Jallen Messersmith, a junior forward at Benedictine College in Atchison, Kansas, came out as gay. The news makes Messersmith the first US men’s college basketball player to be openly gay while still playing.

The junior explained his decision for coming out to Outsports.com, saying he wanted to do so to help other gay athletes feel comfortable about themselves. Messersmith added:

“When I started coming out, I didn’t have anyone to look to for advice or to see how their story went. People can look to see what happened to me — and there are positive things going on.”

The junior forward revealed his sexual preferences to his coach last summer. He told his teammates just before the season started. Messersmith added that none of them were bothered by the news. Benedictine guard Brett Fisher stated:

“He’s a very outgoing player, and if you need an example of a hustler, it’s him. He’s doing the dirty work for the team. He’s getting blocks on defense, he’s getting every rebound. We like him on the team.”

Jallen Messersmith’s announcement that he is gay comes just one month after Jason Collins did the same thing in a Sports Illustrated article. But Collins’ decision didn’t affect Messersmith’s reason for going public with his homosexuality. The college player added, “He wasn’t a buffer for me.”

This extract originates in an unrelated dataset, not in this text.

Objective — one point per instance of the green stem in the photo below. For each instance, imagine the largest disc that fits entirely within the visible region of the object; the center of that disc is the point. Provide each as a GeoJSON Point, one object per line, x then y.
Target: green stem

Messersmith added that almost everyone at his 2,000-student college already knew he was gay. He has had no correspondence with Collins. Still, the college player added, “It’s awesome to have another person in my sport to come out [nationally] beforehand.”

Messersmith was first interviewed about his sexuality in March. Since then he has received all positive feedback. He acknowledged feeling anxious about the possible reactions he would get, but did so anyway. The player added:

“The big thing for me, why I wanted to do it, before the whole Jason Collins thing, is there weren’t a lot of basketball-related stories like this.”

Jallen Messersmith’s college declined to comment on his coming out, saying, “Obviously, it would be inappropriate for us to discuss the private lives of students. As an institution we treat all students with respect and sensitivity.”